The same goes for colour. I now buy clothes in colours that flatter my complexion and complement or match other items in my wardrobe.
Versatility is important. Paula Reed does not recommend buying an item if you can’t see yourself in more than five completely different situations in it, unless it is eveningwear or sportswear. However, when I am buying something I intend to wear to work, I apply the versatility rule in a slightly different way. I think how easy it will be to combine what I plan to buy with different accessories, jackets and cardigans to create different ‘looks’ for the office. For me, there have to be at least 4 different looks I can create with a piece. Potential to wear a garment day to night is important for me as a woman working in an office who does not have time to go home and change before going out after work.
How does an item make me feel? This is probably the most important factor. Style for me is not so much about the clothes I wear, it is really about how I feel when I wear them.
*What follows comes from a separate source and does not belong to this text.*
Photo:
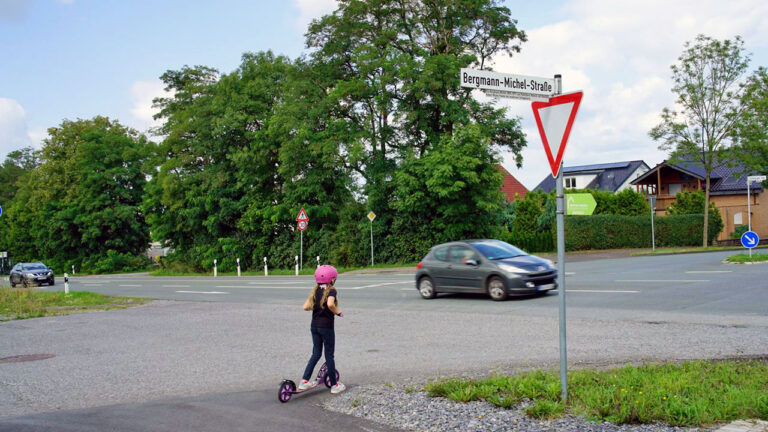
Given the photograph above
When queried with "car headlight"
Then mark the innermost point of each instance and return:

Do I feel great about myself when I see myself in the mirror? Do I feel beautiful? Do I want to smile and begin to daydream about wearing the item I am trying on? If the answer is yes, then it is a sign that I need to buy it, even if it does not seem “sensible” or necessary. Similarly, if a dress or a top is recommended as a must have by a fashion editor I admire, but does not make me feel amazing, there is no reason to buy it. I trust my intuition in this situation.
The temptation to buy on impulse may be very strong at times, but as with any temptation, if we take several deep breaths and pause for a couple of minutes, it becomes less powerful or sometimes goes away entirely.
So what did I buy at the end? A flowy blue-green dress I can wear now and when the weather gets cooler in multiple ways and dress up or down.